Sylvester James Gates, Jr. received two bachelor degrees (one in mathematics and a second in physics) from the Massachusetts Institute of Technology in 1973, and a Ph.D. in physics from MIT in 1977. His thesis was the first one written at MIT on the topic of SUSY. He did his postgraduate studies at Harvard University and at the California Institute of Technology.
He was a member of the faculty at MIT from 1982 to 1984 and joined the University of Maryland in 1984. As the John S. Toll Professor in Physics, Gates became the first holder of this endowed chair in 1998. On leave of absence from 1991 to 1993, he served as physics professor and chair of the Physics Department at Howard University. In 2002, Gates also became Director for the Center for String and Particle Theory at the University of Maryland.
He is a Fellow of the American Association for the Advancement of Science (AAAS), the American Physical Society (APS), and the National Society of Black Physicists (NSBP). He also was the first recipient of the APS Bouchet Award and was a past president of NSBP. He has authored or co-authored over 200 research papers published in scientific journals, co-authored one book and contributed numerous articles in others.
He has been featured on four PBS television programs: “Breakthrough: The Changing Face of Science in America,” “A Science Odyssey,” “The Elegant Universe,” and “Einstein’s Big Idea.” he created “Superstring Theory: The DNA of Reality,” a popular-level DvD lecture collection and a book “L’arte della Fisica” both in 2006. In 2007 he was the commencement speaker for the graduates of the astronomy and physics departments at the University of California at Berkeley.
He has received the MIT Martin Luther King, Jr.
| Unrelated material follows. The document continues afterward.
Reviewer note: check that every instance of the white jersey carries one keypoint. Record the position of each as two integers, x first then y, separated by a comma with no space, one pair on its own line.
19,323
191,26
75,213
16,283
Leadership Award (1997), the College Science Teacher of the Year of the Washington Academy of Sciences (1999), honorary Ph.D. degrees from Georgetown University (2001) and Loyola University-Chicago (2005), the Klopsteg Award of the American Association of Physics Teachers (2002), delivered the annual Karplus Lecture to the National Science Teacher’s Association (2007) and received the Public Understanding of Science & Technology Award from the American Association for the Advancement of Science (2007).